Andy Mielczarek, CEO of digital bank Chetwood Financial, said: “Any call to race ahead of the Fed and cut the base rate early would have been short-sighted. Holding at 5.25% was the right decision by the Bank of England, as there remains enough uncertainty and stickiness around inflation to merit caution for a while longer.

“The reality is that despite recent decreases in inflation, we have yet to hit the Bank’s 2% target. We are seeing signs that the economic landscape is warming, so we must ensure that we have the stability and resilience necessary for future growth.

“A high-interest environment means difficulties for those with variable mortgage payments contributing to an already-high cost of living, but these are necessary evils for the UK’s economic recovery.

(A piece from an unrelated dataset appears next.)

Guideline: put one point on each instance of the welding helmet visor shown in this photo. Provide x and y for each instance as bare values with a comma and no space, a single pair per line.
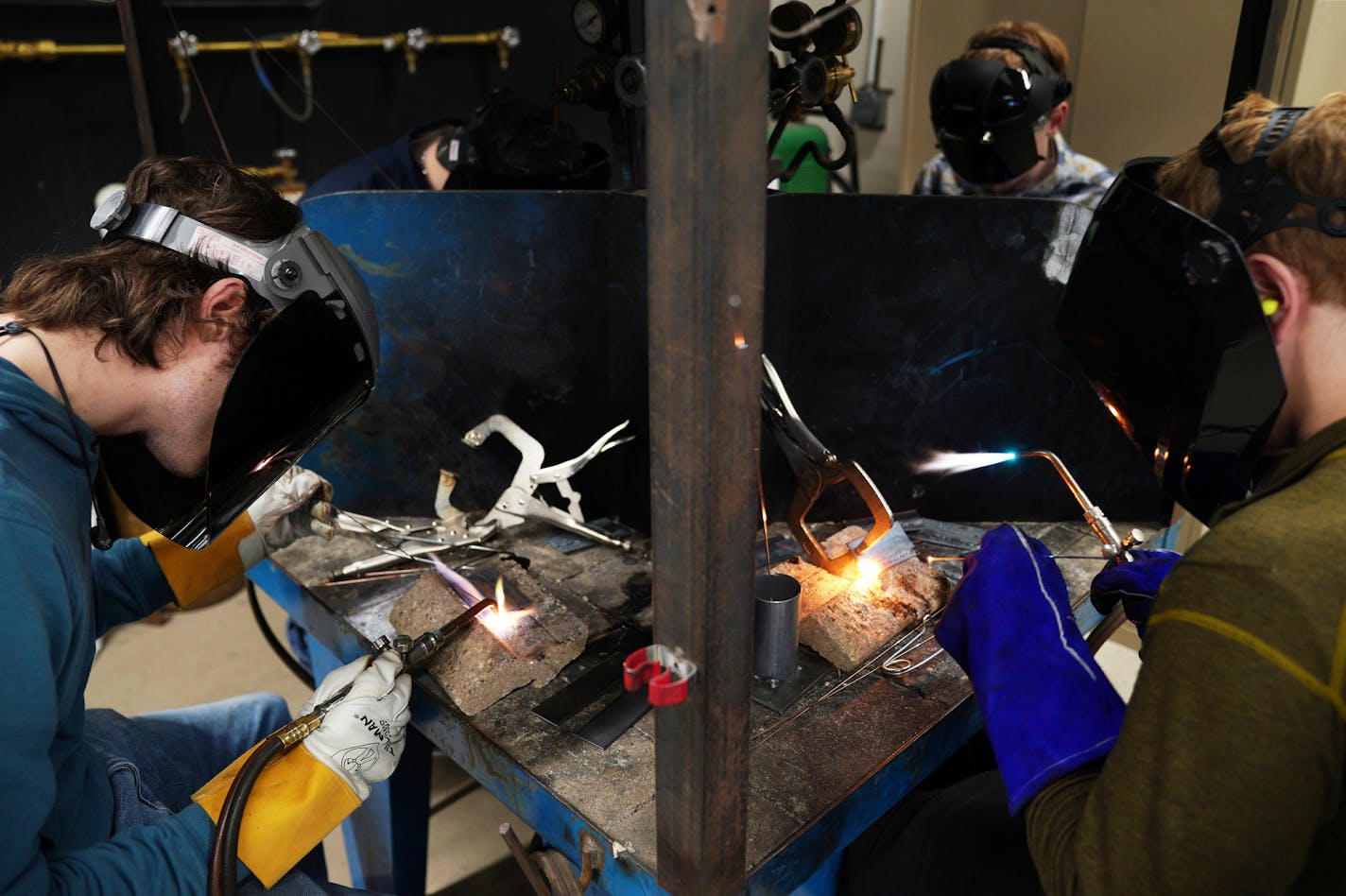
307,369
1162,314
986,116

As long as the base rate stays high, savers need to shop around to maximise the returns they are getting from the savings market and get their financial goals back on track.”

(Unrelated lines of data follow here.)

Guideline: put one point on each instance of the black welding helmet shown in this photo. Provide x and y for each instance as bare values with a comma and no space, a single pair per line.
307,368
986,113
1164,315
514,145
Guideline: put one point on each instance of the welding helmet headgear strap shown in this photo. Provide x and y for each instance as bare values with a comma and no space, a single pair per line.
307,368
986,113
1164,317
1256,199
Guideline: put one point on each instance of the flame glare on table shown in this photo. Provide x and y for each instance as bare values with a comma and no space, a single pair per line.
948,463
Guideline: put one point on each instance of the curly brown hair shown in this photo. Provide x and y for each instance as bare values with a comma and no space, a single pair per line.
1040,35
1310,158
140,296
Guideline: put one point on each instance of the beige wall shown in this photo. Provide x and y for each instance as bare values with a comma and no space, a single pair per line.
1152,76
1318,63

Professor Joe Nellis, MHA’s Economic Advisor and Professor of Global Economy, Cranfield School of Management, said: “The decision to hold rates today should come as no surprise, as the appetite for an interest rate cut from the MPC has shifted in recent weeks. There is no silver bullet to taming inflation and the Bank of England will not want to be seen to be jumping the gun to cut rates.

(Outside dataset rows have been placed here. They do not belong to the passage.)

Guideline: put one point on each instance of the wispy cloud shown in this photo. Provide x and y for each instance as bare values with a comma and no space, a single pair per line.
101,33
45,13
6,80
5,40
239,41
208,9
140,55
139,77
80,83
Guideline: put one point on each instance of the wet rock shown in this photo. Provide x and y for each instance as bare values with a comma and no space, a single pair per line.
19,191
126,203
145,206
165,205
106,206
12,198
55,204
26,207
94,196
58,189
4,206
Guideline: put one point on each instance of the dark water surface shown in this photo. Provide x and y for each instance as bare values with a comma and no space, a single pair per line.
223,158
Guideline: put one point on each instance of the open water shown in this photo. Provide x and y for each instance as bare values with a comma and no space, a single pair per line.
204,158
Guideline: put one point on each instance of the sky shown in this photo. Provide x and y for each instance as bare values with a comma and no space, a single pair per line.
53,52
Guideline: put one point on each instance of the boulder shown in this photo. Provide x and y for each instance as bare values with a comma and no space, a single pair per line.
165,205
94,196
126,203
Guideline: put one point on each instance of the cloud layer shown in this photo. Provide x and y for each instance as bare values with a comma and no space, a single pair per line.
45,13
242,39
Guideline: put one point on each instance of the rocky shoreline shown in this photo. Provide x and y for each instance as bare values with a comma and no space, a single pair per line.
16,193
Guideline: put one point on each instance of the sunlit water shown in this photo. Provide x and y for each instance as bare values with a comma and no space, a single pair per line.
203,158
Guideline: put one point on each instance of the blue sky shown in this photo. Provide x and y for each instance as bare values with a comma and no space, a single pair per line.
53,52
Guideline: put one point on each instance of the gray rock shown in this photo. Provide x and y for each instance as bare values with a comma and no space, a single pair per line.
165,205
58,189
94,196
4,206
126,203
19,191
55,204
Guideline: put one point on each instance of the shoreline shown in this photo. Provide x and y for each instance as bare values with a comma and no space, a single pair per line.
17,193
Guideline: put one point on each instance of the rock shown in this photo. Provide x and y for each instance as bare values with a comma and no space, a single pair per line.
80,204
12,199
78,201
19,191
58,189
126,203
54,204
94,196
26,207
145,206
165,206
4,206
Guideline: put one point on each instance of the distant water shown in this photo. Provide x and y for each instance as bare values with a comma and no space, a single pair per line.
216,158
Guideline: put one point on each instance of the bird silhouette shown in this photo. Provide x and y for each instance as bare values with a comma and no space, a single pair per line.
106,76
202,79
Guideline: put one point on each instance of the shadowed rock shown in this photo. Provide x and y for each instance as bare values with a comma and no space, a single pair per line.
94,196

While Headline inflation has fallen sharply from a peak of 11.1% in October 2022 to 3.2% in March there is still some way to go to bring it down to the official 2% target – and to keep it there.

“The path to low and sustained inflation is being frustrated by several factors, including strong wage growth, oil price hikes, and global tensions, all of which are negatively impacting efforts to squeeze inflationary pressures out of the economy. Nor is the mood music from the Fed in Washington and the ECB in Frankfurt helping.

“With oil prices on the rise again there are fears that inflation could even increase for a few months, delaying an interest rate cut until 1 August at the earliest.

Lily Megson, Policy Director at advisers My Pension Expert, said: “While high interest rates are often touted as good news for savers, the harsh reality is that an unchanged base rate feels like Groundhog Day for Britons.”